Laser spectroscopy and laser probes now provide previously unobtainable information on the physico-chemical structure and processes of the ocean microlayer. Methods range from laboratory techniques to in situ ocean microlayer probes.
In the laboratory, laser-induced fluorescence from water-soluble dye molecules is used to track aqueous layer interfacial movement. With these techniques, researchers infer turbulence in the upper several millimetres of a water surface. It is also possible to measure timescales of interfacial layer concentration fluctuations and interfacial layer penetration depths thus providing estimates of gas transfer velocities. Laser induced fluorescence methods are presently limited to laboratory studies.

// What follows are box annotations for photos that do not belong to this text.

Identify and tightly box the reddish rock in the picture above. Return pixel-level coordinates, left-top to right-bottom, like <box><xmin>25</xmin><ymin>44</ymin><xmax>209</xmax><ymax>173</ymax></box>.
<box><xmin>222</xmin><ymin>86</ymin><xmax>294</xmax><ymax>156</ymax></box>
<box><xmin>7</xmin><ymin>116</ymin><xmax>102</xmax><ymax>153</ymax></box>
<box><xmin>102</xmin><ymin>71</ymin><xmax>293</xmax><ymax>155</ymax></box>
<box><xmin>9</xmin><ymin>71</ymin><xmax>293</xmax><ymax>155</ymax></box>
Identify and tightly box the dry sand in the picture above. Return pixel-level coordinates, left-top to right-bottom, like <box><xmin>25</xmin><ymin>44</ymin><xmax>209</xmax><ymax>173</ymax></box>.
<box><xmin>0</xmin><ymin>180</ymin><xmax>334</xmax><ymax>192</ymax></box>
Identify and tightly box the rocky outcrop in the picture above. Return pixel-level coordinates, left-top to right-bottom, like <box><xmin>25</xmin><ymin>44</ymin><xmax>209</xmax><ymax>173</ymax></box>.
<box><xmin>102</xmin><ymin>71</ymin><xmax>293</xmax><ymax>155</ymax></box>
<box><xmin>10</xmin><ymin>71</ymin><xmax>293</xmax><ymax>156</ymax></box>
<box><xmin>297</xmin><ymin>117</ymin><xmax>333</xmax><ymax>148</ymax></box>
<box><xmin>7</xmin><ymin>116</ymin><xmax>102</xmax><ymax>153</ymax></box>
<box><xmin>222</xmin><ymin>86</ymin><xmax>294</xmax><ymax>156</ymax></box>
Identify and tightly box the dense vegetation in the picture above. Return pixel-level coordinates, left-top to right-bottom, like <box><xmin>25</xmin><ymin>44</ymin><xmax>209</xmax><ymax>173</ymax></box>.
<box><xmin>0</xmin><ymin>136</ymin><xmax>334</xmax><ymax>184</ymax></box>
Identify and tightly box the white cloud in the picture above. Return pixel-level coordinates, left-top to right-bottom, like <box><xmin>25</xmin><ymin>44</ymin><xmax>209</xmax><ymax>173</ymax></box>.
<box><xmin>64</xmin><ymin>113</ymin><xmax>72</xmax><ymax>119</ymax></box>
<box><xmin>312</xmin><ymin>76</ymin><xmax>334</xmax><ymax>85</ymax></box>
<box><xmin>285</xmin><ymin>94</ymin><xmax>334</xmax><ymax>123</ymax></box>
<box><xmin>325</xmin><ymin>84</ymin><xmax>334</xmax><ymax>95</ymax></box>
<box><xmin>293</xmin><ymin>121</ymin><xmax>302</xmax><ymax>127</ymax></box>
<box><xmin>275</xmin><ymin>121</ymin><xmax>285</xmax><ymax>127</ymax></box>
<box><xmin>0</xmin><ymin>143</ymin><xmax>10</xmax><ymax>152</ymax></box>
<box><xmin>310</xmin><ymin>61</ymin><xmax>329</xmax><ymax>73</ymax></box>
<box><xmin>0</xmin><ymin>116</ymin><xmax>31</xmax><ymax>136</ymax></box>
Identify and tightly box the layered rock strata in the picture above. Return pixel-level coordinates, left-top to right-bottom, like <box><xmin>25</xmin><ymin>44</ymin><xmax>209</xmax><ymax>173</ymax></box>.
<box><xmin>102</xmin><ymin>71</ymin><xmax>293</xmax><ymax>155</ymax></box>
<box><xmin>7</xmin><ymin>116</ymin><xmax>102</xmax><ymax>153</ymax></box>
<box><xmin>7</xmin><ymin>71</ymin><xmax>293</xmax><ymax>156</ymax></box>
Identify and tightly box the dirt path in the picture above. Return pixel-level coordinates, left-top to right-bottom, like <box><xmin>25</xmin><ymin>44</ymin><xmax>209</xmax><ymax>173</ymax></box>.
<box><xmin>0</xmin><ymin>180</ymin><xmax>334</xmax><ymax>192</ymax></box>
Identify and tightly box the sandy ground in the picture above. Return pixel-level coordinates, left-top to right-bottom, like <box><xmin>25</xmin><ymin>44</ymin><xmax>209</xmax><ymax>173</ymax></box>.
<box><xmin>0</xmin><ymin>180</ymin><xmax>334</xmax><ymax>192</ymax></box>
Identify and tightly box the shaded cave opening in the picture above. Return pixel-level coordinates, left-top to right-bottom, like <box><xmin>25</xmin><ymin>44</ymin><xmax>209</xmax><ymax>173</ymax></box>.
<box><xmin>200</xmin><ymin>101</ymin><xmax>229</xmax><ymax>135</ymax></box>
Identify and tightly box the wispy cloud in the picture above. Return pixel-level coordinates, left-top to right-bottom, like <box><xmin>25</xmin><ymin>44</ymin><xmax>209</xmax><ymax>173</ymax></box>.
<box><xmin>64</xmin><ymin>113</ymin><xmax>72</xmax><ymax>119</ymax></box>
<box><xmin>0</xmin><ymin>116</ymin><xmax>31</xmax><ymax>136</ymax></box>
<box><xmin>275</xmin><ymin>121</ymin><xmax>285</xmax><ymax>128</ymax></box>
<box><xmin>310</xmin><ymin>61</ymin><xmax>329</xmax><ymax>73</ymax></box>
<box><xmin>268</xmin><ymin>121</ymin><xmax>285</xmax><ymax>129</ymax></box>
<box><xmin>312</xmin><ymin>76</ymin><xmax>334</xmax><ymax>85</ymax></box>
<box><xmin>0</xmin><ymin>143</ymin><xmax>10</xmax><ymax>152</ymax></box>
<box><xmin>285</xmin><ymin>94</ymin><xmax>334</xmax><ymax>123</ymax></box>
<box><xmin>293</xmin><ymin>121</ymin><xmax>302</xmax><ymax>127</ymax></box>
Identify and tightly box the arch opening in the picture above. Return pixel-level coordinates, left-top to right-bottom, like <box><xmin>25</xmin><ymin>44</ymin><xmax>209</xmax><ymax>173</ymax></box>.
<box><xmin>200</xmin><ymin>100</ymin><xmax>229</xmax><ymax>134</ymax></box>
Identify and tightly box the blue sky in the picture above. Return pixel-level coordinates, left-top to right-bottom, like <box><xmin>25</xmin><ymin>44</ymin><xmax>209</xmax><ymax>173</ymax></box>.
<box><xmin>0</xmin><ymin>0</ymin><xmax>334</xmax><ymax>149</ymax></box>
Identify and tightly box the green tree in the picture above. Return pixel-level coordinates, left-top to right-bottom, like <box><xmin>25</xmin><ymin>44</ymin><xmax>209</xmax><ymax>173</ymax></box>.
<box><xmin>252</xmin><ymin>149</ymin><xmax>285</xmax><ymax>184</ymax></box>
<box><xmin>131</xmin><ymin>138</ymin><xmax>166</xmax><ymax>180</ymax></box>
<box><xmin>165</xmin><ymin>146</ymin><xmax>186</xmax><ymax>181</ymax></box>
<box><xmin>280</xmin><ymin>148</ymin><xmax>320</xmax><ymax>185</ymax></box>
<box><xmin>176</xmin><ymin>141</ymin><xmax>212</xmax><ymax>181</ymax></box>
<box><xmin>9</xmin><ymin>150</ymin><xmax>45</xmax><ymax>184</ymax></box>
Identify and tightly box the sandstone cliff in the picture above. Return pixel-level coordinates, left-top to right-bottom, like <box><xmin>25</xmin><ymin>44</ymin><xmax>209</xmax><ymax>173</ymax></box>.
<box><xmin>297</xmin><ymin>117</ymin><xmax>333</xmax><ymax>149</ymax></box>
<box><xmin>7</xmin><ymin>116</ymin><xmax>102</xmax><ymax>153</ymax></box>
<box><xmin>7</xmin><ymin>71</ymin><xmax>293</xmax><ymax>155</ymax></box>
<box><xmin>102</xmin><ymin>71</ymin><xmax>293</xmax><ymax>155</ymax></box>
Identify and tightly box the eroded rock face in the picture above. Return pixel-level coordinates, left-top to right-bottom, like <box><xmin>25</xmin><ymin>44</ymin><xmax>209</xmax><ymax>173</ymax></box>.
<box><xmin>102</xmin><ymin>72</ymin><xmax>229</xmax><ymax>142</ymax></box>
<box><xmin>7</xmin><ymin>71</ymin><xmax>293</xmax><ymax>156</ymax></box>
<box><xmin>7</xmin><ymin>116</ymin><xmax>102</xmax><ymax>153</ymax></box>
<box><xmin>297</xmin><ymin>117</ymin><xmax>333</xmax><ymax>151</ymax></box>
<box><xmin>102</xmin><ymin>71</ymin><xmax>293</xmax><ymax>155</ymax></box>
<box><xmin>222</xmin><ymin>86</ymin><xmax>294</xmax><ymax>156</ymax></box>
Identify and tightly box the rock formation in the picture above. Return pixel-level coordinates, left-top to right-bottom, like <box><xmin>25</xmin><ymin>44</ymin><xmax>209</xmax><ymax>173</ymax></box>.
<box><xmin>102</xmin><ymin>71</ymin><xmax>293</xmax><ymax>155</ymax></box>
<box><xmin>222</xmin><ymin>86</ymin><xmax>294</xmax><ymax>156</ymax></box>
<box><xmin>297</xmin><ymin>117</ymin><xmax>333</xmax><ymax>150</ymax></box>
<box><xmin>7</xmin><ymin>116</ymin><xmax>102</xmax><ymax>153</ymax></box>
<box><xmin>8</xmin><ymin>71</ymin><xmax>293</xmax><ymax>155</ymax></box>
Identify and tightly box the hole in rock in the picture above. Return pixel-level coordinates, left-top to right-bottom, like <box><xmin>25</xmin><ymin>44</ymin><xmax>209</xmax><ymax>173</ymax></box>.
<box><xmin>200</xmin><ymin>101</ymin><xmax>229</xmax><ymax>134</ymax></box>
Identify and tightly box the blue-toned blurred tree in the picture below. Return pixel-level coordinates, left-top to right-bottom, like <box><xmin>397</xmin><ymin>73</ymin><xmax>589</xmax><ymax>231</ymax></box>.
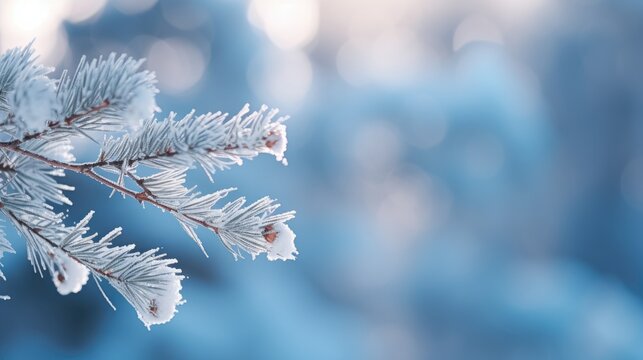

Two-dimensional scanning laser slope gauges provide in situ measurement of ocean slope. Ocean slope is measured from the refraction of a vertical laser beam upon passing from the ocean into the air. By rapid scanning of the laser beam through a geometric pattern on the ocean surface, the researcher determines ocean wave slope at a variety of surface positions. This measurement is performed on a timescale during which the ocean surface is essentially frozen in time. From the set of slopes, an estimate is obtained of the two-dimensional capillary–gravity wave spectrum for a given instant of time and a given region of ocean surface.
Nonlinear spectroscopic processes such as reflected second harmonic generation and reflected sum frequency generation provide non-intrusive in situ spectroscopic probes of the ocean surface.